Probable entender que el marco constitucional no sea la respuesta final esperada, sino más un medio o punto de orientación no solo respecto de lo que interpretamos de la realidad, sino además —y quizá aquí radique la riqueza de la discusión que tenemos que tener como sociedad— el factor que mueve la voluntad creadora. En este campo entran los juegos de creencia, ya que en ellos hallamos el enganche vital que se traduce efectivamente en una comunidad, vale decir: realidad de base conformada por condiciones materiales y espirituales comunes que ya tienen tiempo enraizadas.

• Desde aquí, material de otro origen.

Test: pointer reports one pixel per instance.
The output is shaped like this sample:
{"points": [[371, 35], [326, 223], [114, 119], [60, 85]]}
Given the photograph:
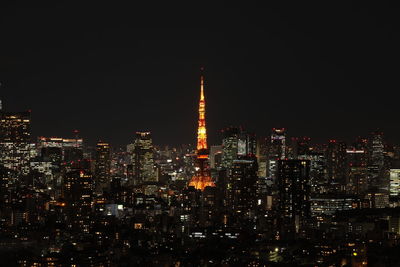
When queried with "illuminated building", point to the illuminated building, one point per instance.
{"points": [[300, 147], [15, 127], [276, 150], [357, 173], [261, 154], [71, 149], [327, 204], [15, 147], [237, 144], [78, 194], [103, 165], [394, 182], [293, 179], [229, 146], [336, 164], [242, 187], [376, 170], [202, 178], [143, 161], [215, 157]]}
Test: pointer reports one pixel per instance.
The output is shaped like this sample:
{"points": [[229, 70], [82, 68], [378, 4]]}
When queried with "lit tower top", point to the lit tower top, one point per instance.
{"points": [[201, 131], [202, 178]]}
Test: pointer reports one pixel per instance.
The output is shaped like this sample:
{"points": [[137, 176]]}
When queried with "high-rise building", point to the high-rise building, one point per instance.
{"points": [[293, 180], [15, 127], [143, 159], [15, 144], [202, 178], [376, 162], [336, 164], [78, 194], [237, 144], [276, 150], [243, 187], [394, 182], [103, 165], [357, 170]]}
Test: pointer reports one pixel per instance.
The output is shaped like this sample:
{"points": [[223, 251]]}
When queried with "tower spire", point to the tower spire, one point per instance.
{"points": [[201, 130], [202, 178]]}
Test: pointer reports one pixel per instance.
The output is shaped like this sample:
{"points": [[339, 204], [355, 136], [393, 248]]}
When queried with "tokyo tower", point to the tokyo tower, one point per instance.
{"points": [[202, 178]]}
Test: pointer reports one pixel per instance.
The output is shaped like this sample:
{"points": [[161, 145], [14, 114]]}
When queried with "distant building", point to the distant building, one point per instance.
{"points": [[15, 141], [293, 180], [143, 159], [336, 164], [394, 182], [102, 166], [276, 150], [243, 187], [78, 194]]}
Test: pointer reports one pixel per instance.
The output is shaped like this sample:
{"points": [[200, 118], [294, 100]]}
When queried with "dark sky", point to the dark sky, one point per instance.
{"points": [[325, 70]]}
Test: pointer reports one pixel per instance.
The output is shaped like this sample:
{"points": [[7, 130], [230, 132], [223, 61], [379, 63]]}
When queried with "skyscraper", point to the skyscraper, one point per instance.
{"points": [[15, 127], [376, 162], [336, 163], [276, 149], [202, 178], [293, 179], [143, 159], [103, 165], [15, 146]]}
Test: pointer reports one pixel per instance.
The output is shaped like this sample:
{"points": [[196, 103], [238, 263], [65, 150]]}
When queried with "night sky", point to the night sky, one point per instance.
{"points": [[322, 70]]}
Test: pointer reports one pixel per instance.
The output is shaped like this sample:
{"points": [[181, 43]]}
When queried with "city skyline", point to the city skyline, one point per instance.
{"points": [[261, 70]]}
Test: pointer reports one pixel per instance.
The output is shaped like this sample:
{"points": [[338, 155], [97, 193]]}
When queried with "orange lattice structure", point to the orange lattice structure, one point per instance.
{"points": [[202, 179]]}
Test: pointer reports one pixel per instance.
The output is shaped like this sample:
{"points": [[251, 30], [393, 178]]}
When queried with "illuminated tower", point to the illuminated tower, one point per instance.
{"points": [[202, 178]]}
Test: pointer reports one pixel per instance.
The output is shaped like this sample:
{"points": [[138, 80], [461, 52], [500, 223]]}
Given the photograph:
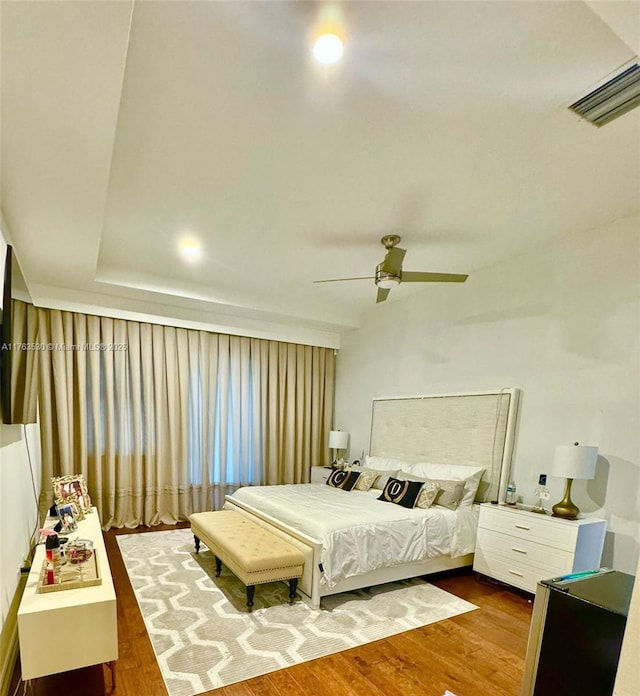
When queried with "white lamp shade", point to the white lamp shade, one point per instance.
{"points": [[575, 461], [338, 439]]}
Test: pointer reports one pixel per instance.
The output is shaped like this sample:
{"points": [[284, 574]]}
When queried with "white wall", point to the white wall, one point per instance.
{"points": [[560, 322]]}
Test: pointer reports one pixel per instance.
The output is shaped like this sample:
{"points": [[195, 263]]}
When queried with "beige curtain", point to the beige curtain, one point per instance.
{"points": [[164, 422]]}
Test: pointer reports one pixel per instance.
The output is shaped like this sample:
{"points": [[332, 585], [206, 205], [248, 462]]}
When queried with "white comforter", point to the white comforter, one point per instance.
{"points": [[360, 533]]}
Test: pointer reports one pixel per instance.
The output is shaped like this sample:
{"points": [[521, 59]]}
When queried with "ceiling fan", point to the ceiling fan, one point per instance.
{"points": [[389, 273]]}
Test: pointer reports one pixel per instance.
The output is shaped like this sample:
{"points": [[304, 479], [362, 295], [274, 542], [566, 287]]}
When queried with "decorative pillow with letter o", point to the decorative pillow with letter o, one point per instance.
{"points": [[343, 479], [403, 493]]}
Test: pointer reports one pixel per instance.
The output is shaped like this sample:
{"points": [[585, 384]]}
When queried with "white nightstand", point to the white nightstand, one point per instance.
{"points": [[521, 547], [320, 474]]}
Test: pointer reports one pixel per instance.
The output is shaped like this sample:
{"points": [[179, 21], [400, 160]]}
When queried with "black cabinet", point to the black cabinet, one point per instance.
{"points": [[576, 635]]}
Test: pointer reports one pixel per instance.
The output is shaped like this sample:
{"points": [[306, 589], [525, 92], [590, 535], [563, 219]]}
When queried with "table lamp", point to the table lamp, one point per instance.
{"points": [[338, 440], [572, 461]]}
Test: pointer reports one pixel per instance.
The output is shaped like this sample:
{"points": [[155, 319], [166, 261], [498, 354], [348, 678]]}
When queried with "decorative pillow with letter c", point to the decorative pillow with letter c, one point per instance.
{"points": [[343, 479], [403, 493]]}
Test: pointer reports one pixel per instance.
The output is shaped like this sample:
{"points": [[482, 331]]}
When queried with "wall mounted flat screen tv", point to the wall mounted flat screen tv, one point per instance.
{"points": [[13, 286]]}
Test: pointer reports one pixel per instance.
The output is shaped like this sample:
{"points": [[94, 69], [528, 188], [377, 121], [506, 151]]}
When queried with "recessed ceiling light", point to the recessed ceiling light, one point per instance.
{"points": [[190, 250], [328, 49]]}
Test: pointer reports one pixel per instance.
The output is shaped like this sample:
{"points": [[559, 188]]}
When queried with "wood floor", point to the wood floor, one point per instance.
{"points": [[479, 653]]}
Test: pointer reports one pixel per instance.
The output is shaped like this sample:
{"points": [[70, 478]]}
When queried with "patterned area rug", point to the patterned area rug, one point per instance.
{"points": [[204, 638]]}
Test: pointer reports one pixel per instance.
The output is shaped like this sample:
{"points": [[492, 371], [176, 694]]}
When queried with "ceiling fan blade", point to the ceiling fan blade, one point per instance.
{"points": [[418, 277], [393, 261], [382, 294], [339, 280]]}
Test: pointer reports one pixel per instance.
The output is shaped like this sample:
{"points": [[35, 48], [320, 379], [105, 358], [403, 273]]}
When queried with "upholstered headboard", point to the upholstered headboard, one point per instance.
{"points": [[475, 429]]}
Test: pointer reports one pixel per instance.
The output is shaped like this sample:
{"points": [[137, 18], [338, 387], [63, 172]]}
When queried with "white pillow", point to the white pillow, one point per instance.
{"points": [[385, 463], [471, 476]]}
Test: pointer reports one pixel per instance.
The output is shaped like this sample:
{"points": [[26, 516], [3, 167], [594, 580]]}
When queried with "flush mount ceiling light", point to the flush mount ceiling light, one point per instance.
{"points": [[328, 49], [328, 34], [190, 250], [612, 99]]}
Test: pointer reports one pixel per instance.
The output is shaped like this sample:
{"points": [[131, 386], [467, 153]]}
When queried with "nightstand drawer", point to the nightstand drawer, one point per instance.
{"points": [[561, 534], [517, 573], [513, 549]]}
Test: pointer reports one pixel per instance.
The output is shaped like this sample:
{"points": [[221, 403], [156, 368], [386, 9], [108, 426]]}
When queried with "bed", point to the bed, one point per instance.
{"points": [[351, 539]]}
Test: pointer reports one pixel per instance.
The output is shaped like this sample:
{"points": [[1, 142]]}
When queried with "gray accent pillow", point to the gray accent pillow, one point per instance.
{"points": [[448, 493], [367, 477], [383, 478], [428, 492]]}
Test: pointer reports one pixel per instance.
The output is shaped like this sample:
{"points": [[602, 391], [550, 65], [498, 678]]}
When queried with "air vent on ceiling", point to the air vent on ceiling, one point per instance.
{"points": [[612, 99]]}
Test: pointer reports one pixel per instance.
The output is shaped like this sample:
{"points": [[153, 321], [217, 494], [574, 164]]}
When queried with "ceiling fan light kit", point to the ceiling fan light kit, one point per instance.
{"points": [[389, 273]]}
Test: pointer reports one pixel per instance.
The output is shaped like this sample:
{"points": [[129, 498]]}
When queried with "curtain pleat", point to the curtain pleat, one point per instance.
{"points": [[162, 421]]}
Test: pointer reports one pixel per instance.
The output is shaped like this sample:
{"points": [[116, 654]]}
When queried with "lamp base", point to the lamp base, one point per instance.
{"points": [[565, 508]]}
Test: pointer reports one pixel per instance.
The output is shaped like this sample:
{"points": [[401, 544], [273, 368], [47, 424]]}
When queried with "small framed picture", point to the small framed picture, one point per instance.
{"points": [[73, 485], [72, 500], [67, 518]]}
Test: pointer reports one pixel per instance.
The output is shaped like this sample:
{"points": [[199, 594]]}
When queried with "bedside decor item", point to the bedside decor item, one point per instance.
{"points": [[571, 462], [66, 512], [338, 440], [74, 484]]}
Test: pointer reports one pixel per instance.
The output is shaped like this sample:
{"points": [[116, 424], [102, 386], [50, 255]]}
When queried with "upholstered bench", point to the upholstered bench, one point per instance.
{"points": [[252, 553]]}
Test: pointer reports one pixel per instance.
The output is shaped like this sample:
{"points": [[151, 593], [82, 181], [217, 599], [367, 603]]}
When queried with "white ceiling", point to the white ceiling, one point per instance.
{"points": [[126, 127]]}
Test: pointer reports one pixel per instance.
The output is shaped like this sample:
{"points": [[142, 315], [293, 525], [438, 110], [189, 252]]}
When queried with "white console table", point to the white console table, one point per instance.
{"points": [[69, 629]]}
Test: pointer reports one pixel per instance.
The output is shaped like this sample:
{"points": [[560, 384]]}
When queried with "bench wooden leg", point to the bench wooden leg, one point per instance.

Cierto que la comprensión de la creencia, previo eso si su aprendizaje, precisa de depuraciones, tracciones, discusiones en sentido claro que logran sostener lo que con el tiempo será aquello que construye nuestras justificaciones, aquel querido campo de legitimidad. En principio la interpretación del juego de creencias, claramente traducida en cosmovisiones particulares, y que no necesariamente —entiendo— es una en un territorio, sino varias conviviendo ahí, no son apreciadas por la razón sino más por los sentimientos, por tanto, tensionan los sentidos. No escapamos de aquella derivación de los sentidos. De suyo, ocurre un ir y venir de estos que nos hace estar siempre resignificando el pasado, obviando con ello el olvido, manteniendo la memoria viva; en palabras sencillas: estamos siempre buscando la sintonía entre aquello y lo mío y en distinguir entre lo semejante y lo diferente en un territorio que, a pesar de algunas negaciones, existe en pugna ya que se confrontan modos de nación, formas de poder, Estado, orientaciones, etc.
Frente a una singular existencia que siempre está en tensión en un territorio como el nuestro, no hay otra opción que hacerse cargo de un proceso que podríamos calificar como de fusión de horizontes. Ahí, para muchos y muchas se encuentra la explicación que su propio acontecer es uno en busca de sentido, pues reflota a cada momento que se pone cuestión la vida misma.
Se trata, en fin, de comprender que el acontecimiento que viviremos —mi excusa: vivimos— traduce una existencia, traduce un trasfondo psicológico ineludible que surge del deseo de un colectivo que muchas veces ha sido anulado, ocultado de manera arbitraria. Lo anterior se explica desde las relaciones de poder que han venido operando desde las dimensiones políticas, económicas y sociales, y que defienden intenciones de querer tapar las demandas anidadas en la memoria colectiva de los hijos e hijas de la desfortuna, creando realidades que se alejan de las verdades latentes, creando mantos que obstaculizan la mirada y tornan demasiado complejo tener una clara mirada a los acontecimientos.